Chronic Leg Swelling

Chronic leg swelling is common and frequently not properly assessed in relation to underlying causes.

Some conditions resulting in leg swelling can be successfully treated with number of procedures.

Corrected diagnosis alleviates anxiety associated with chronically swollen legs and provides symptomatic relief.

Chronic leg swelling can lead towards permanent changes such as skin pigmentation or ulceration. Early diagnosis and treatment prevent inevitable progression and provide patients with better long term outcomes.

The first of two most common reasons for leg swelling is systemic disease affecting organs such as liver, kidneys, heart or thyroid gland. In these circumstances swelling is almost always bilateral (affecting both legs).

The second group of conditions usually resulting in unilateral leg swelling (one leg affected) is related to three different aetiologies.


The most commonly encountered group of problems affecting between 2 and 9% of adult population.

Various causes of venous leg swelling include: varicose veins, deep venous incompetence, post DVT changes (Post-Thrombotic Syndrome, arterio-venous malformations).

The most common condition seen in our society is presence of superficial venous incompetence resulting in primary varicose veins formation.

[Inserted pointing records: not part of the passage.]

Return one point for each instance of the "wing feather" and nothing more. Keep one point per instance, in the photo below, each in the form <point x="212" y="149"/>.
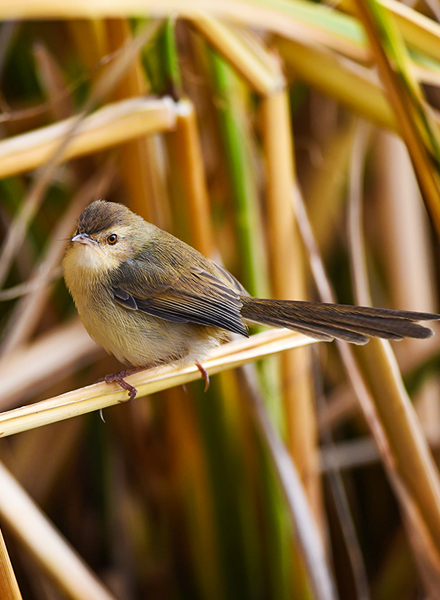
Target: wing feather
<point x="197" y="296"/>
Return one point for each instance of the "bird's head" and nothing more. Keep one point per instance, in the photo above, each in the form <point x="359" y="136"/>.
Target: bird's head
<point x="107" y="235"/>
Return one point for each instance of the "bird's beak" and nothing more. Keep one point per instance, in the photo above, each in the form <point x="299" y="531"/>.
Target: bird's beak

Varicose veins affect 25-40% of the population. Advanced varicose veins resulting in permanent skin discoloration has prevalence of 5-10% whereas chronic venous ulceration affects up to 1% of our population. Risk of developing this condition raises significantly with age.

Advances in treatment of varicose veins allow treatment of this condition to be frequently provided on an outpatient basis. Endovascular options such as Radiofrequency Ablation (RFA), Laser Ablation (EVLT) or VenaSeal Procedure are associated with excellent outcomes and rapid recovery.


Lymphoedema is a progressive, chronic and very debilitating swelling that can affect upper and lower limbs. It frequently leads to distortion in shape and size associated with reduction in mobility and impaired function. This condition can commence in young adults and frequently affects one limb only involving toes and foot.